Growing up in a Facebook Instagram world
Although I am no psychic, I'm going to make a prediction. Within the decade there will be rehabilitation facilities that cater to gaming and social media addiction as prevalent as we have tutoring centers for today's students needing or desiring an academic edge.
A handful of programs already exist (though, to my knowledge, none are located in strip malls yet), and with the current amount of use our adolescents engage in, and the future teen generation already spending quite a bit of time in front of a screen, it doesn't take a genius to realize we are on a fast track to this type of service/program becoming the next psycho-therapeutic trend. And, I imagine, the [future] program will be centered around incrementally decreasing use of technology and reintegrating our kids back into the "real" world.
We could save ourselves a lot of future time, money, and stress, by beginning to practice this today.
The reality is, if we don't become more conscious about how we're parenting our kids, we will have an epidemic on our hands as bad as the current drug addiction problem.
An epidemic of young people with low self esteem, anxiety, depression and an inability to effectively communicate as well as interact and navigate the real world.
That's no joke, or over-exaggeration.
I say this as much for myself, as the mother of adolescents who [I know] all too often spend more time than is good for them in front of a screen, as I say it for any other parent reading this blog.
Below is a recent, fascinating interview with Simon Sinek on why Millennials are having a difficult time in the work place. It is WELL worth your fifteen minutes to watch, guaranteed.
One of the things Sinek talks about are failed parenting strategies. For example, we've spent our time giving medals for participation to everyone, and telling our kids they could have "anything they want; just because they want it". An additional point Sinek makes is that the use of technology and social media has been the avenue for creating a decade of people with lower self-esteem than ever before.
Is it possible that we [moms and dads] are literally allowing, even helping, to create an addiction problem in our own homes?
The same chemical that excites us when we drink/smoke/gamble also gets triggered with social media/video game use. In my mind, we have no choice but to step up to the plate and practice regularly engaging our kids in everyday life and face-to-face connection.

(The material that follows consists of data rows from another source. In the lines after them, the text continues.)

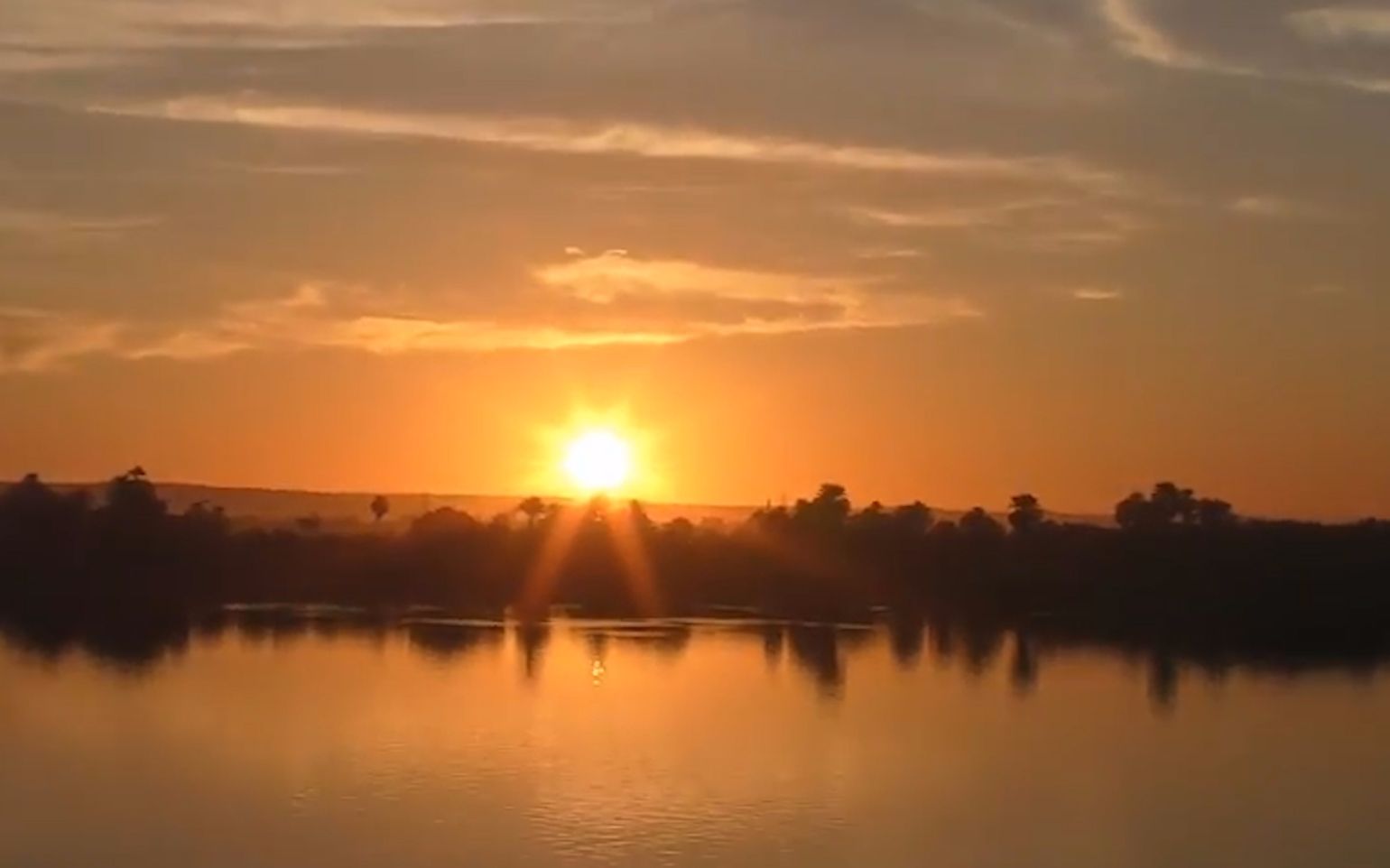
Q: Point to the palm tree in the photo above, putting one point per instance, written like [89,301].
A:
[1024,514]
[533,509]
[380,506]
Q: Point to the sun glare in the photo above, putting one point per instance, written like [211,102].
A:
[598,461]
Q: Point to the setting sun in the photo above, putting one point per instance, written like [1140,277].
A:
[598,461]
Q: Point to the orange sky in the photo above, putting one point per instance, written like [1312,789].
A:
[945,252]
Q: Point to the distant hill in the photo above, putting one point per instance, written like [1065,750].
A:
[347,509]
[278,506]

I have some suggestions to get you thinking about what to do in your own families, these are a few of the things we do to engage with our own wonderful adolescents.
1. Play board games...maybe it's Friday nights, Saturday afternoons, or Sunday mornings at 10 a.m....pick a time that fits your family's schedule, but do it on a regular basis. Some of our most silly, fun family time is spent playing Apples to Apples! (If you like putting puzzles together this would be another idea.)

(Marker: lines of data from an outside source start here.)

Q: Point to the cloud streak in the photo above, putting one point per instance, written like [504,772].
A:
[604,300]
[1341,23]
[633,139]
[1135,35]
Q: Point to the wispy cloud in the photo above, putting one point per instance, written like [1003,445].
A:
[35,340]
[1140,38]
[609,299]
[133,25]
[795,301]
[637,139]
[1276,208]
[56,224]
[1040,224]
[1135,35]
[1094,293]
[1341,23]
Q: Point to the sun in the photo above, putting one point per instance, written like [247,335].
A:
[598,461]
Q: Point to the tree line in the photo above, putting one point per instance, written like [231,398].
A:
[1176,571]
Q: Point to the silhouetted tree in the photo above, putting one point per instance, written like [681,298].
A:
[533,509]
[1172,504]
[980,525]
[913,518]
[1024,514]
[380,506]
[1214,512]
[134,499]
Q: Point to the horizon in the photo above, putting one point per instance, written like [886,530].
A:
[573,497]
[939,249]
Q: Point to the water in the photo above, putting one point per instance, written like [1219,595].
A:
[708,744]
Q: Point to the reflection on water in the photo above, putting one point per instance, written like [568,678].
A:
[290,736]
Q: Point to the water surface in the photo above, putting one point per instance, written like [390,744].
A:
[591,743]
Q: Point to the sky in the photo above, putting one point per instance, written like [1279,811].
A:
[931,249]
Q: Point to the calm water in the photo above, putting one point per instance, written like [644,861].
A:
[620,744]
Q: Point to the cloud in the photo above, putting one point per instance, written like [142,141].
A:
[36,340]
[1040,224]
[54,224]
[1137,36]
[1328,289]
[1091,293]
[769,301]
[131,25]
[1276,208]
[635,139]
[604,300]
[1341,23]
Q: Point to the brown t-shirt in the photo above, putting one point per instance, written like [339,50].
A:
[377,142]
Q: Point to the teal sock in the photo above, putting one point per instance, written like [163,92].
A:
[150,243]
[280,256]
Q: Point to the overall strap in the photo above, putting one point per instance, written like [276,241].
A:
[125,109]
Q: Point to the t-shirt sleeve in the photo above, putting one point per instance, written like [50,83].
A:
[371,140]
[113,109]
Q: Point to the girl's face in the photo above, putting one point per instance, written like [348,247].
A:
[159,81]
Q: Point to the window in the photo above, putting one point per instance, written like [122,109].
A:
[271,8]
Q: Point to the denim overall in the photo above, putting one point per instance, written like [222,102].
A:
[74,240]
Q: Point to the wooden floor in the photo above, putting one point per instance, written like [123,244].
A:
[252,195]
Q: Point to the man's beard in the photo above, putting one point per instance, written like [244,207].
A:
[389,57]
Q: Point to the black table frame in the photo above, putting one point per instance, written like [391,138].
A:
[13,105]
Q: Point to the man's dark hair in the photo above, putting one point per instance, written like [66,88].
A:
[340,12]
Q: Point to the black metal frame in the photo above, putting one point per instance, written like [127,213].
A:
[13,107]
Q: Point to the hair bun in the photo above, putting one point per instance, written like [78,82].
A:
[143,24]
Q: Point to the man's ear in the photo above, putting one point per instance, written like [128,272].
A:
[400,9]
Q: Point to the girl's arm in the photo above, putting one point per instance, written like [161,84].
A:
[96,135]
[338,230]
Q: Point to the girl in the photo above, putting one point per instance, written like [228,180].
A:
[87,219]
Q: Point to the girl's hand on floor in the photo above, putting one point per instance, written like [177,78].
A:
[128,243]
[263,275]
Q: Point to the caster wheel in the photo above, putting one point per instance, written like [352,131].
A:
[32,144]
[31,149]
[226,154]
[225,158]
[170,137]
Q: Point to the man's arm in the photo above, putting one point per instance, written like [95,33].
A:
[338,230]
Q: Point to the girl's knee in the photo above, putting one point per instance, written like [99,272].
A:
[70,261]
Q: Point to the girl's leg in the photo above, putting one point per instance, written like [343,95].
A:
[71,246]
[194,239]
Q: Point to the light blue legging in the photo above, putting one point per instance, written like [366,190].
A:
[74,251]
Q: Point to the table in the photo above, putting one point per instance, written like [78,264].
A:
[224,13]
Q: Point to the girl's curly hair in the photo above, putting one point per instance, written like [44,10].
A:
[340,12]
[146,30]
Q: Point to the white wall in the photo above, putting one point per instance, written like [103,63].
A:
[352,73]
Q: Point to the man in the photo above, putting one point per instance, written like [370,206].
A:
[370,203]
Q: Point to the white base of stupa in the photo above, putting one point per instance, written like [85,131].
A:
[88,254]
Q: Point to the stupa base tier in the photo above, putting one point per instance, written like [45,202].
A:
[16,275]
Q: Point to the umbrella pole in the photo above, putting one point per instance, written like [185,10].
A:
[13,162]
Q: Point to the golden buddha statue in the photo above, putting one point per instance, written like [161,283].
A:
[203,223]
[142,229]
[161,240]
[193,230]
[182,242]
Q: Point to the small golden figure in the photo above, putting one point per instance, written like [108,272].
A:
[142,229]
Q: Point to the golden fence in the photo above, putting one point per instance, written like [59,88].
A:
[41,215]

2. Dinner together, sans electronics, as often as possible. Even if it has to be take-out. That being said, cooking together is a great way to build connection as well. Just last week I asked Maddux to bake a cake because we had some dinner guests coming...this caused him to spend a half hour in the kitchen with me, and without being hooked up to his mini iPad. During that time we talked about our favorite desserts which led to a discussion on where and when we'd had said favorite dessert. Hey, 30 minutes is 30 minutes, right? Add clean up after cooking/eating and you've got at least 60-90 minutes of togetherness! Add music to the background if you like...on more than one occasion I have been seen dancing around the kitchen in the morning as the kids make their lunches. Yes, they roll their eyes and laugh at me at times, but it's all in good fun.
3. Invite another family over...eat and play board games!
4. Take a walk, I've found it's one of two of the best ways to get my kids talking. (The car being a close second). Get the dogs out after dinner, on a sunny Saturday afternoon...walking is a great way to get to know your kids and their interests better. (Even if you have to listen to a 10-minute summary of their favorite video game).
5. Plan your next family vacation together! Ask each member of the clan to come up with their dream destination and research it for a short presentation to the family. Will it require passports? Do you have them? If not, a trip to your local passport office (in the car, all together, without phone use) is in order!
Something I'd like to try, but haven't yet, is family meditation! (I can just see my husband and kid's eyes rolling...)
Look, I'm not going to belabor the point of WHAT to do to get your kids away from their screens and back into life. There is nothing I am saying here that is something you've never heard, or read over and over again. Balancing the use of electronics with activities that don't include screens is a no-brainer and our job as parents to model.
The hard part is holding ourselves accountable to this, but as the leaders in our families it is up to us to do it! WE are the adults in the situation and let's face it, we'll be the ones carting their low-self-esteemed-butts to the latest therapeutic-trending program in a few short years if we don't consistently take the time and put forth the effort to engage them in the real world.
So, who's with me?!
I'm curious, how do you balance electronic use in your home? We can all use good ideas, so share yours with us!